Data Dictionary Authoring Guide¶
This guide details the process of data dictionary authoring, by describing the structure and organization of events.
Lets recap what a data dictionary event is, before going into the nitty-gritty details.
Data dictionaries are atomic structures of base events emitted by log sources on a platform. These structures contain the definition of a base event and its fields.
The event definition enables the entity to be fully functional by itself. It describes the title, code, platform, log source, and other meta-data that provides context. The event definition plays a major role on how the event is consumed.
The event fields contain the list of fields available.

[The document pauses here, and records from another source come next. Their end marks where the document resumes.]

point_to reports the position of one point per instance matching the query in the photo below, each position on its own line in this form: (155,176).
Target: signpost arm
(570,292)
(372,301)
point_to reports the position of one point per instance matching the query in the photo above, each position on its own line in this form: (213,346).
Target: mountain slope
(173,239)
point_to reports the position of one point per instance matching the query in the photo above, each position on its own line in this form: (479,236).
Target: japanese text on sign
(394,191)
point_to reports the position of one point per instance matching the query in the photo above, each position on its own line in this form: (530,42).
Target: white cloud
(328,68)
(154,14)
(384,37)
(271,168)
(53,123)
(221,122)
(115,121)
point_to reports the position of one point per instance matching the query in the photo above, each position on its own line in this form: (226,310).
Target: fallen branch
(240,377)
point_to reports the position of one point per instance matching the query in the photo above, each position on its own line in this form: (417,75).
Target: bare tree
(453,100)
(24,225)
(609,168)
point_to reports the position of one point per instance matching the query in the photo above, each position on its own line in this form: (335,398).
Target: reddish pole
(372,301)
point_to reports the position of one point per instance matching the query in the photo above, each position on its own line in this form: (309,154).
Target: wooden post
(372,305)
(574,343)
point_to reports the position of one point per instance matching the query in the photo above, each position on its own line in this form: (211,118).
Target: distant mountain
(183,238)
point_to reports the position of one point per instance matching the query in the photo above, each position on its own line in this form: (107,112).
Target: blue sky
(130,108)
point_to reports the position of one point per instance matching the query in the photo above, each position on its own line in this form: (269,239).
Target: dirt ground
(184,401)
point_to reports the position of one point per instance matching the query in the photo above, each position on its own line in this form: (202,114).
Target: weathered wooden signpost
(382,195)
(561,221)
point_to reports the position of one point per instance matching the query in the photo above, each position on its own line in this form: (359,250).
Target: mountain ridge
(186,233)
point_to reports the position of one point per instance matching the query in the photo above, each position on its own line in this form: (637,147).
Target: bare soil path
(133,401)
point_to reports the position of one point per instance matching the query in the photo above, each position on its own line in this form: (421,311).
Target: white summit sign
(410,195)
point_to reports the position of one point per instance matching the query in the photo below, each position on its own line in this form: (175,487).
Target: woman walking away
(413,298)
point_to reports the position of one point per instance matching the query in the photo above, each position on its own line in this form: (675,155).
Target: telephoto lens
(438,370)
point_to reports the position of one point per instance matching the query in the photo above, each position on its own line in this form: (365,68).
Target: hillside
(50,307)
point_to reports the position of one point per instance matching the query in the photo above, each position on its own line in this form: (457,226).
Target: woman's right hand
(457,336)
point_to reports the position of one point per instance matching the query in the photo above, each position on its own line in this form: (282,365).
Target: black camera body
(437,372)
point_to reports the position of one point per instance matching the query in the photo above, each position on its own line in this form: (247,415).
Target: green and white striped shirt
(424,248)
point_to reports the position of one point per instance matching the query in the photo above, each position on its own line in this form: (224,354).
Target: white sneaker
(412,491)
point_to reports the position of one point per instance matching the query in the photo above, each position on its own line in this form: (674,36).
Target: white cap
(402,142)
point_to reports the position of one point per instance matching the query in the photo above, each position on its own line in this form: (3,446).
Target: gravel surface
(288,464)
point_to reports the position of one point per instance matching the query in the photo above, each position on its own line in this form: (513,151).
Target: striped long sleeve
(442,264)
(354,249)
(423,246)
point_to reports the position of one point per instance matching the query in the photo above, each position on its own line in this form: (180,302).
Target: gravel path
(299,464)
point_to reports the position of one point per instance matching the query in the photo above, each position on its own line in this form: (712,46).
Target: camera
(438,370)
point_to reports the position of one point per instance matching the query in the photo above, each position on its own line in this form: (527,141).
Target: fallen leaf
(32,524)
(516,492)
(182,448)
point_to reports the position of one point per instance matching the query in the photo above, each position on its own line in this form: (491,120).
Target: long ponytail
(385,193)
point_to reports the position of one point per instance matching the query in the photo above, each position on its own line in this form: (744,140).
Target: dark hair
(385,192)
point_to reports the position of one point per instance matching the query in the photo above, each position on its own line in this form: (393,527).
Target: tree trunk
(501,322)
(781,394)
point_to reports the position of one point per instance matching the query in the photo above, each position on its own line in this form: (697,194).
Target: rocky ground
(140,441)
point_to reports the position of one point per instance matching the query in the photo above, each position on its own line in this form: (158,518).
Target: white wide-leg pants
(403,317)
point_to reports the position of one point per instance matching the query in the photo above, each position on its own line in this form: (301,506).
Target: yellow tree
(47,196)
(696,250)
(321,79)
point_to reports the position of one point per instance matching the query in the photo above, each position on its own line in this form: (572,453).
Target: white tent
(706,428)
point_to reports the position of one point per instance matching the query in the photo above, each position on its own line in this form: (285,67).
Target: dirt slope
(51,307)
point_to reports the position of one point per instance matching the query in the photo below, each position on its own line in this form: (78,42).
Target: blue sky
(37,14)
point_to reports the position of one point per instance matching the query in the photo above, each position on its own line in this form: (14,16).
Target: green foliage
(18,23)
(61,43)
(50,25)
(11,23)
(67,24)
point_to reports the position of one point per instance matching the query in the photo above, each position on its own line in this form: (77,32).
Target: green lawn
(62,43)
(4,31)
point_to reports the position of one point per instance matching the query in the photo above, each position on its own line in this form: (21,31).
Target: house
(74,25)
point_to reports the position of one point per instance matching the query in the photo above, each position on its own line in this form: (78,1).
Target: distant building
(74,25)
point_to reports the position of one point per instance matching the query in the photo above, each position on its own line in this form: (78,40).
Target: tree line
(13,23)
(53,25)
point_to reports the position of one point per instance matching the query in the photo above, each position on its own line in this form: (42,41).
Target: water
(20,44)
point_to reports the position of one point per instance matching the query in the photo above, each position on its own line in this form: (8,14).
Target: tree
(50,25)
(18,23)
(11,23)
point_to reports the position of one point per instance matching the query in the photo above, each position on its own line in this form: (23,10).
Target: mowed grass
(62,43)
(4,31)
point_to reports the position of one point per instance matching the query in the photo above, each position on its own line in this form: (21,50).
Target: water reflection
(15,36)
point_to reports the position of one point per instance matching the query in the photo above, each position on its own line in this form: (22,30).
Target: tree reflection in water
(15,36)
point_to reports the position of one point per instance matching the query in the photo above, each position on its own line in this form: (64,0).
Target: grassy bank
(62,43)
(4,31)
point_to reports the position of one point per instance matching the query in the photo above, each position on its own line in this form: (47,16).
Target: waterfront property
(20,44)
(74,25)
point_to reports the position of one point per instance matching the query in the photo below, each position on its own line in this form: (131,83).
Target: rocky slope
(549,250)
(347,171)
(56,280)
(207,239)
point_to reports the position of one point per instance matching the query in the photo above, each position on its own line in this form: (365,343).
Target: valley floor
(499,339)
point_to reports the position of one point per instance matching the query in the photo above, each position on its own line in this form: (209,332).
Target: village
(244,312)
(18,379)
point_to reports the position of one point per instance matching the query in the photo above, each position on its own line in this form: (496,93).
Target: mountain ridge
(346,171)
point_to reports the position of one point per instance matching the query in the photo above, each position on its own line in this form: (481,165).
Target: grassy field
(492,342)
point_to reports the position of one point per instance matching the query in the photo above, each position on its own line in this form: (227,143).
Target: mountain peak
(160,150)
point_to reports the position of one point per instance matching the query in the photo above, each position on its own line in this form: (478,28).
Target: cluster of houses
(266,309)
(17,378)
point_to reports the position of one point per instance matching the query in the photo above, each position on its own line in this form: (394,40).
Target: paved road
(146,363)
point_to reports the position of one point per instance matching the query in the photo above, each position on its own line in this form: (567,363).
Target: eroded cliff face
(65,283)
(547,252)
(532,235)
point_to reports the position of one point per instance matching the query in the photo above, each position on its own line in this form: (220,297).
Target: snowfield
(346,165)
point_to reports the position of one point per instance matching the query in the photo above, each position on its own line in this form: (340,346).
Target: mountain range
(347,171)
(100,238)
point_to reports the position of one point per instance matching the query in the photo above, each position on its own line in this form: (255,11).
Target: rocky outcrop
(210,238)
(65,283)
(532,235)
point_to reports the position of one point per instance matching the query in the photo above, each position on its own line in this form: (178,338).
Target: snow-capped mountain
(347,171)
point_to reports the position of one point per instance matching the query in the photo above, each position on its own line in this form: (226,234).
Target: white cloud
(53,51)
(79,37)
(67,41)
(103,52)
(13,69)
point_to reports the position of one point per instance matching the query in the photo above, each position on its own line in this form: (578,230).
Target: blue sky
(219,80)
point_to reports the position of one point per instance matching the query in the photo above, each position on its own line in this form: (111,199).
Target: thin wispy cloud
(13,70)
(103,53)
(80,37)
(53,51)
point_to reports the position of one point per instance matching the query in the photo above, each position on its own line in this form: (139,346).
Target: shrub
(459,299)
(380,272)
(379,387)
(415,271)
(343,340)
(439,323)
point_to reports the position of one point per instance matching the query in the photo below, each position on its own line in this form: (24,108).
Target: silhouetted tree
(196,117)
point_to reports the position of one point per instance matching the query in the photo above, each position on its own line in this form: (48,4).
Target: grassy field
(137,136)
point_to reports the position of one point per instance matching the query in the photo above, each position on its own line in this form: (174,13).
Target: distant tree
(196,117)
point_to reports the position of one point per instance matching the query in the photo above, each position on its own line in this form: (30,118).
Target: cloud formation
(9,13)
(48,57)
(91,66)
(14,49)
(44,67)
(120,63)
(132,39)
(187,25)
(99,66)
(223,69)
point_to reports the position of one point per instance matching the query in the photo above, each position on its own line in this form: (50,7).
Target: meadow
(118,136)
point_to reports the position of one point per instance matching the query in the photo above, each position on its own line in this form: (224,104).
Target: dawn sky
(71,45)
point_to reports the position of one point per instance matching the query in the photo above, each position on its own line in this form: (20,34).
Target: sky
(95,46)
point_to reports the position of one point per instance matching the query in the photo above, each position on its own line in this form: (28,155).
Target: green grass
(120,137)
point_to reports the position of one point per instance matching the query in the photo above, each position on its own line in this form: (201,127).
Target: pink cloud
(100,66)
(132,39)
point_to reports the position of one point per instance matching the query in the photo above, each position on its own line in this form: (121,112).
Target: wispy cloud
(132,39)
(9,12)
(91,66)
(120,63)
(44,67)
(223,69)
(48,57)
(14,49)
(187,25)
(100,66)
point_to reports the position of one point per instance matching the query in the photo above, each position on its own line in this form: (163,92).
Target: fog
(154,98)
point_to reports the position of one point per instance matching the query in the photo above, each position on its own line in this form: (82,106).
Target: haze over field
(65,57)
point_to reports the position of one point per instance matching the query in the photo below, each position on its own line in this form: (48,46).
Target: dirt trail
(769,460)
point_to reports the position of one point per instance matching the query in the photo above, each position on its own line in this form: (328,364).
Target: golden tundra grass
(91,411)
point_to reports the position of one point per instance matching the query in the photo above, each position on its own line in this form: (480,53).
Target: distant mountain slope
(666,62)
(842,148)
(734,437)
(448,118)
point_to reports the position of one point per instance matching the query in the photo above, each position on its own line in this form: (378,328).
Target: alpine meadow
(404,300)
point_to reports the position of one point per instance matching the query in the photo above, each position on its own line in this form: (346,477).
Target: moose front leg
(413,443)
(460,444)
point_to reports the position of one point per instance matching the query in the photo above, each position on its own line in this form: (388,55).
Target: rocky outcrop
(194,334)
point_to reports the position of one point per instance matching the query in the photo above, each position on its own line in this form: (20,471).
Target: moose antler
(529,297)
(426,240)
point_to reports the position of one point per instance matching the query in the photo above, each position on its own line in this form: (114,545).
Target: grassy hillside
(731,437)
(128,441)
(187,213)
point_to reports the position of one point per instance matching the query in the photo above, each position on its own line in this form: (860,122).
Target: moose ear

Each field have properties that provide context about the field, and ultimately enable it to be correlated with other OSSEM data like the Common Data Model and Detection Data Model.
OSSEM data dictionaries are structured to be as lean as possible, the reason is twofold: not only to avoid redundant information between events, but also to promote the adoption of external references (pointers).
OSSEM data dictionaries are represented in YAML. Again, the goal is to find the best balance between human readability, and ease of automation, hence YAML was a relatively easy pick when choosing an OSSEM data language.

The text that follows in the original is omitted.